The sentiment behind the measure is valid. It is a frightening proposition to have a significant portion of your city staff — particularly one with the sole responsibility of keeping residents safe — contracted out to another agency. But these are desperate times and the city must remain solvent. Going to voters for more taxes already failed and the only other option would be to drastically cut workers including police personnel. This alternative would have too much harm.
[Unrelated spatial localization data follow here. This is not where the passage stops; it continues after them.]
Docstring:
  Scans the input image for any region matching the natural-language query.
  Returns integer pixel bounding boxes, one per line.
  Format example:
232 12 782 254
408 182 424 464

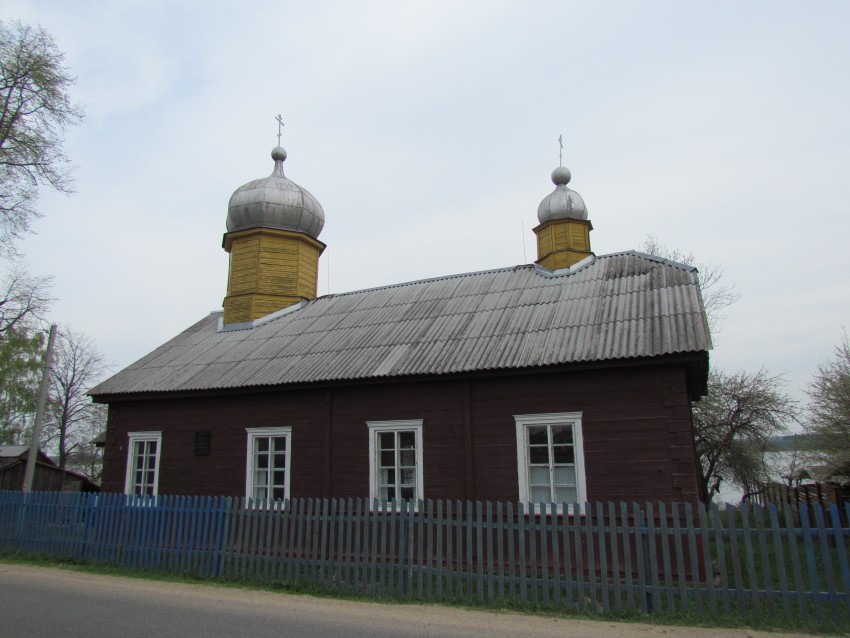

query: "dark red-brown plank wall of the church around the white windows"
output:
103 363 697 508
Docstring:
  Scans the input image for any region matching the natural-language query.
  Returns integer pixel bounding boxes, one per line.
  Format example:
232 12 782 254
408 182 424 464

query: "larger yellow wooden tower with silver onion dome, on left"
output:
222 146 325 325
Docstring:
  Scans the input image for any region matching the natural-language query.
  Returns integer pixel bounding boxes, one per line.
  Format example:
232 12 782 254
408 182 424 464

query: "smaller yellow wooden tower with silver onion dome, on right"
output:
534 166 593 270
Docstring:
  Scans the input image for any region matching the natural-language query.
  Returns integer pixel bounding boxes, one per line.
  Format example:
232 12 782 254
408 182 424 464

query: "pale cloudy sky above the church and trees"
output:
0 0 850 418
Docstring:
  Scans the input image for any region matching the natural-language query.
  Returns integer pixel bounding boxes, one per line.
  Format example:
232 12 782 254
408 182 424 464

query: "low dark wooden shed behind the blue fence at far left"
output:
0 445 100 492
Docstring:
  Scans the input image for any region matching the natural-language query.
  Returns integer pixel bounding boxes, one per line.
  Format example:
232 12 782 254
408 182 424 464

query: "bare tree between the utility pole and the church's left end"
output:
42 329 107 469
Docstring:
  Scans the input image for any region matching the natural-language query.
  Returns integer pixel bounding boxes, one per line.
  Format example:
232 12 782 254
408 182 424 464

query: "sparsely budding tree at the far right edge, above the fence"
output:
806 332 850 476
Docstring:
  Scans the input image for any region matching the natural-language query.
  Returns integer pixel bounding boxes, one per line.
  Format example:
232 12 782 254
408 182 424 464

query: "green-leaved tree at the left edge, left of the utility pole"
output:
0 325 44 444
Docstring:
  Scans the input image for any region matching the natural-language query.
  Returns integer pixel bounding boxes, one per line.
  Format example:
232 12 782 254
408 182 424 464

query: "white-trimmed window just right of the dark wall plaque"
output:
245 427 292 501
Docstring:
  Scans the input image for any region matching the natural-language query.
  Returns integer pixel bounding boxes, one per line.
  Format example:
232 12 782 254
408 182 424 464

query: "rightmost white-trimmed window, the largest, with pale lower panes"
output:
514 412 587 505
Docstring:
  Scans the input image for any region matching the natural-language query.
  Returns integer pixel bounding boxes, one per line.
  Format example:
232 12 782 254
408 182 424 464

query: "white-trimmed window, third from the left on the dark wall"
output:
366 419 423 501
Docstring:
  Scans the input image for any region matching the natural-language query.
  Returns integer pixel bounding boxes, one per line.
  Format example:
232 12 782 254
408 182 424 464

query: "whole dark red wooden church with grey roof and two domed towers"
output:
91 148 711 503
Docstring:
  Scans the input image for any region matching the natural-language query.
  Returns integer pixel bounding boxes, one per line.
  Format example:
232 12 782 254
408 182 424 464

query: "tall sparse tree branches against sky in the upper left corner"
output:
0 21 83 252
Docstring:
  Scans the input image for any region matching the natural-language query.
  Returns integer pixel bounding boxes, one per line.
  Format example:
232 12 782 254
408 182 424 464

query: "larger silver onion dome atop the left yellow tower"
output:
227 146 325 239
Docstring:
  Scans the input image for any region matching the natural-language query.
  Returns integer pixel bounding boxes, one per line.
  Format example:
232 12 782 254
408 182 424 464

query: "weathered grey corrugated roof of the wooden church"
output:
91 252 711 395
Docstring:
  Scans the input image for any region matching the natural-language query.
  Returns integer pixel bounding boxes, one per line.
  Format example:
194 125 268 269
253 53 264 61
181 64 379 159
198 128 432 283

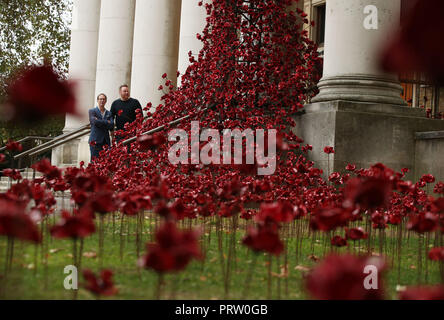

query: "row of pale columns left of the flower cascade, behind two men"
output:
52 0 206 165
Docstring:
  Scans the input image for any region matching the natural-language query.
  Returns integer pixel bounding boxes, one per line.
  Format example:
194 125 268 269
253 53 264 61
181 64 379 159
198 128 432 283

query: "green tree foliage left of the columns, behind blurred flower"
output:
0 0 72 141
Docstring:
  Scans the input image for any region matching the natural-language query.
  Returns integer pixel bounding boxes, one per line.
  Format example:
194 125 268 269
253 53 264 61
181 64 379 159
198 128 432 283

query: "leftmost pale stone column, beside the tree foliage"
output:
64 0 100 131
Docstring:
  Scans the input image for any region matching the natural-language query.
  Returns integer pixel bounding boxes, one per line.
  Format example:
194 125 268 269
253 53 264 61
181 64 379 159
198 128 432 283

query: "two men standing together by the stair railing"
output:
89 84 142 161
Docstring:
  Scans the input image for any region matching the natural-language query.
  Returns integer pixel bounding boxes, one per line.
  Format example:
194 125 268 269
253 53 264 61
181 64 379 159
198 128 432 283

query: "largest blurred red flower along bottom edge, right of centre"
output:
306 254 385 300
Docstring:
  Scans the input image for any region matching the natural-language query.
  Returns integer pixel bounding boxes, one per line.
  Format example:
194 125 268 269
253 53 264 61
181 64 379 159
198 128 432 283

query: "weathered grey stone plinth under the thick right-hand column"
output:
294 100 444 180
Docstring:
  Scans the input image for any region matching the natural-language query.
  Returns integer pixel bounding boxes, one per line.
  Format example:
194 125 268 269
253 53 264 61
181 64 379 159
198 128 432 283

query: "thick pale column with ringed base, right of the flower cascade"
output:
312 0 406 105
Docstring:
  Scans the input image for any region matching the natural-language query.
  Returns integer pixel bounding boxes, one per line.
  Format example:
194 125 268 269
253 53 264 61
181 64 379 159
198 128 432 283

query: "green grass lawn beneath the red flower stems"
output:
0 215 441 299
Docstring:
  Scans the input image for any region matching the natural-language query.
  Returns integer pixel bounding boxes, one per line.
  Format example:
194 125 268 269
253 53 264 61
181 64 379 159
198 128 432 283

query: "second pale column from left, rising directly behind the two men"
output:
95 0 134 101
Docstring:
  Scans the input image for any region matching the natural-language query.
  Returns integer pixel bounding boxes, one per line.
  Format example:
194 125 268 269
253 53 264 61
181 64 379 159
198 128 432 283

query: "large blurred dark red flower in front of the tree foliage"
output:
8 65 76 122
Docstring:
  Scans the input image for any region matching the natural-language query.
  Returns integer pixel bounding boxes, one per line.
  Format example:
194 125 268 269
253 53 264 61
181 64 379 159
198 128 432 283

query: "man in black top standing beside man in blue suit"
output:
110 84 142 142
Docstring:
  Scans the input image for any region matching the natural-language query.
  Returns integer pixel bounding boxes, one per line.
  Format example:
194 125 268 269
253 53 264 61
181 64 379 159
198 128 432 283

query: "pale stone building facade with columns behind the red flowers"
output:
53 0 444 182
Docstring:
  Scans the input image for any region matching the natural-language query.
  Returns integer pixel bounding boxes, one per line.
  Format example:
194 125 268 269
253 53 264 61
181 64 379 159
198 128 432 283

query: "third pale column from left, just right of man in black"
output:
131 0 181 108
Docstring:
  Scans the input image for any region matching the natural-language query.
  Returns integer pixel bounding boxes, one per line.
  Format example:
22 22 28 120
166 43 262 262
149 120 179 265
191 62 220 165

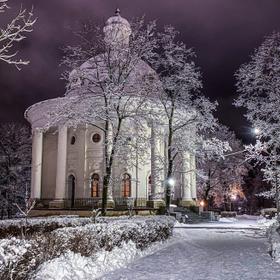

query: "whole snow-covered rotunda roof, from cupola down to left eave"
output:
24 9 159 128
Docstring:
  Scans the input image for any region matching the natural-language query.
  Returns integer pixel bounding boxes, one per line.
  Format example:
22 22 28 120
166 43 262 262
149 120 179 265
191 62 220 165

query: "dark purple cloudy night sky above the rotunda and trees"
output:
0 0 280 142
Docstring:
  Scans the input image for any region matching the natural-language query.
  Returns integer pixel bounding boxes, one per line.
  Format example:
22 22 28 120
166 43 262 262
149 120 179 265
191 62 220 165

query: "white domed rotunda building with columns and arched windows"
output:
25 11 196 212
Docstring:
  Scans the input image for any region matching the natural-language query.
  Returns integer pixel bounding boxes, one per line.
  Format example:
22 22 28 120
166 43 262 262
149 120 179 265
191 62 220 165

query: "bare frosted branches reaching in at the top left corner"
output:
0 0 36 70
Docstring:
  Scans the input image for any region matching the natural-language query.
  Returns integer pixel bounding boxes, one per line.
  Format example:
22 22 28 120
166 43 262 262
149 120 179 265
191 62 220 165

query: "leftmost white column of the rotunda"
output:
31 130 43 198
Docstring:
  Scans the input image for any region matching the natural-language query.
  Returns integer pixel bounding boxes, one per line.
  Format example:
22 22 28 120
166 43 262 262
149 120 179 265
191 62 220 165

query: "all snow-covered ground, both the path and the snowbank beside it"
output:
3 216 280 280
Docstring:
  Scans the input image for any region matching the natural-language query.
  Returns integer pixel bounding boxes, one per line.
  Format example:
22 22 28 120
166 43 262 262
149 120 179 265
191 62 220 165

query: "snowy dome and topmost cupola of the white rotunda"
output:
66 9 158 96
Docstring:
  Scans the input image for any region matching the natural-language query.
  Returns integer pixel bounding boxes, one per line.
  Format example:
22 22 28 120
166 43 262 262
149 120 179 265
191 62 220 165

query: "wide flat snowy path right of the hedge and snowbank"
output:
100 228 280 280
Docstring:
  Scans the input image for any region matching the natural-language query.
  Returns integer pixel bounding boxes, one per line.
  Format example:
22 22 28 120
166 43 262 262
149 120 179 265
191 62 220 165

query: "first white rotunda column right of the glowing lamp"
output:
182 152 192 201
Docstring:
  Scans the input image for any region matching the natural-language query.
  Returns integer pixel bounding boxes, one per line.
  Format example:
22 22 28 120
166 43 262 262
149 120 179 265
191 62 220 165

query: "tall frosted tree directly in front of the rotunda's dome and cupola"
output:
46 17 157 215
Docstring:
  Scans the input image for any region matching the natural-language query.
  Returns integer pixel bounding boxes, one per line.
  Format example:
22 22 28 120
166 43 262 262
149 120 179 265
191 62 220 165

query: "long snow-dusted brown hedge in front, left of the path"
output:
0 216 175 280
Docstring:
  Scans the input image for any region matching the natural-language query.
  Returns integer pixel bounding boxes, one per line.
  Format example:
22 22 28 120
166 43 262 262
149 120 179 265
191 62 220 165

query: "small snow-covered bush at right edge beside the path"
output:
268 221 280 262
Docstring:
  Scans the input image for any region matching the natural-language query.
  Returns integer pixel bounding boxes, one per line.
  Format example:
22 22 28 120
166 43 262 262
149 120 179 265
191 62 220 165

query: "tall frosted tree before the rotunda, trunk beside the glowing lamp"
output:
153 26 216 209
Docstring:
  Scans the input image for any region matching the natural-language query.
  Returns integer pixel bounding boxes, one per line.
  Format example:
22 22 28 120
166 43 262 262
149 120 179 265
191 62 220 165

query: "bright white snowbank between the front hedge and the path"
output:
32 238 165 280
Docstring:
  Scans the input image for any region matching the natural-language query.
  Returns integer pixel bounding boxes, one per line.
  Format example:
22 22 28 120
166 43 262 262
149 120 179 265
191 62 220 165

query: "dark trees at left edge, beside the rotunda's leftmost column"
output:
0 123 31 218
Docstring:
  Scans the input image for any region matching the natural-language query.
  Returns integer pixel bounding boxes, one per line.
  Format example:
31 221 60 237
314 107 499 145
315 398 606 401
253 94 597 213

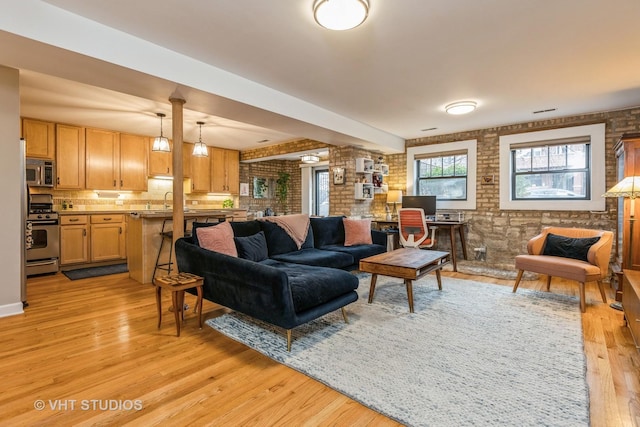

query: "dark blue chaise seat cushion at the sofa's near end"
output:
263 259 358 313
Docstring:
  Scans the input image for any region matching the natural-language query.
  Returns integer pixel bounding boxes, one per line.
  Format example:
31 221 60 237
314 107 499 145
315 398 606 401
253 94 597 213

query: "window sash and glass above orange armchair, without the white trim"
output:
511 138 591 200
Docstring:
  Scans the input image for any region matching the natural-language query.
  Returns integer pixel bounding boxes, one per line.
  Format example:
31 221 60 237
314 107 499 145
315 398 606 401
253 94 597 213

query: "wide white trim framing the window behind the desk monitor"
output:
406 139 478 210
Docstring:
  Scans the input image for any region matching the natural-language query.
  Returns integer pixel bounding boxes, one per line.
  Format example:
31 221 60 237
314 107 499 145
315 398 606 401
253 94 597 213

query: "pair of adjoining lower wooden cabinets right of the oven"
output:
60 214 127 266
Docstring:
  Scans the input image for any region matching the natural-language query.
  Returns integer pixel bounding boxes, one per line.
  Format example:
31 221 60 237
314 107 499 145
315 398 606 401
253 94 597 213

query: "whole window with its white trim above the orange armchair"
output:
500 124 605 211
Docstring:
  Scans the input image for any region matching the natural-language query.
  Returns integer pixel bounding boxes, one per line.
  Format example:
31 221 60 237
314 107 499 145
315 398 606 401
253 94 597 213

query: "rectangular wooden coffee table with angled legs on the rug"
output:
360 248 451 313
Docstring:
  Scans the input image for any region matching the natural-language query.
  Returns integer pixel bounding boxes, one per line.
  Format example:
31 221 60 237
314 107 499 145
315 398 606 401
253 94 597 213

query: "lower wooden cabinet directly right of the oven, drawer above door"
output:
60 215 90 266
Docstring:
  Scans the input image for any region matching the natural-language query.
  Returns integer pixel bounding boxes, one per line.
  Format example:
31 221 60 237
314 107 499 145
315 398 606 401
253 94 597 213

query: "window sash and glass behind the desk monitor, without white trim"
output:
416 151 468 200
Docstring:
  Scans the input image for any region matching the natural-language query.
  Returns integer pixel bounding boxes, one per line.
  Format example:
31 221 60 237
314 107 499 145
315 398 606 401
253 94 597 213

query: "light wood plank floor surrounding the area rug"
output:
0 273 640 426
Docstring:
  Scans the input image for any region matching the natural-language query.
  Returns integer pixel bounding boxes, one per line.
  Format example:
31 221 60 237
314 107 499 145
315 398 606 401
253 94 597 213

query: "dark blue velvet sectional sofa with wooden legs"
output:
175 217 386 350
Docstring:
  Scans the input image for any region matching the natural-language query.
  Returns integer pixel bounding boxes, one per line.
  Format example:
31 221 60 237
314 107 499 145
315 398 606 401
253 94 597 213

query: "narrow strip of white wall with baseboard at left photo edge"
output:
0 66 24 317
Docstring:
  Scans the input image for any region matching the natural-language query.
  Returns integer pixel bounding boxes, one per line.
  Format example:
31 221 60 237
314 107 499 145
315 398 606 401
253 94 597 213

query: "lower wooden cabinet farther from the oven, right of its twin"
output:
90 214 127 262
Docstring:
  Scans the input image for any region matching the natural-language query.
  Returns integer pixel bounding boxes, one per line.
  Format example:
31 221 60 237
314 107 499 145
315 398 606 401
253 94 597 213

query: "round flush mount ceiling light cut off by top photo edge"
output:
313 0 369 31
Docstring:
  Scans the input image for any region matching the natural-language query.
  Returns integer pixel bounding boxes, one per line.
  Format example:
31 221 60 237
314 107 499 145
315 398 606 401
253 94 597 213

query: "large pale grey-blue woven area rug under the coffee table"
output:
207 274 589 426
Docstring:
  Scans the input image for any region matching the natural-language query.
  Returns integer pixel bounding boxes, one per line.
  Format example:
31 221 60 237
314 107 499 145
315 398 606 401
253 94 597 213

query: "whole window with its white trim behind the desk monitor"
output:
405 139 477 209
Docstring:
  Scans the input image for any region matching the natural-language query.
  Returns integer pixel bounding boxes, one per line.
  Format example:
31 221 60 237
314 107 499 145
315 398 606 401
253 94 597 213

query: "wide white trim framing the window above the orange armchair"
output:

This is not the only reason why moving forward with this ballot measure is wrong. The timeline is extremely tight if not impossible, it will prove to a tremendous distraction for the city when keen focus is necessary and, if it passes, would run rough-shod over the city’s budget since it would require the city to rescind any decision it might make this summer regarding police contracting and force cuts to other departments to make up the imposed shortfall. And it runs against the premise of representative government. There is a simple way to remove councilmembers who make choices residents do not like — the ballot box. New councilman Andy Klein walked into the job unopposed in November. The residents who want to place this measure on the ballot knew the city was going to face tough choices and they should have stepped to the plate in November and ran for City Council instead of second-guessing the group of people elected to make those decisions.
Ballot box budgeting is no way to run a government. We’ve seen attempts at the state level fail miserably and there is no reason to bring that type of dysfunction to the city level — tough choices or not.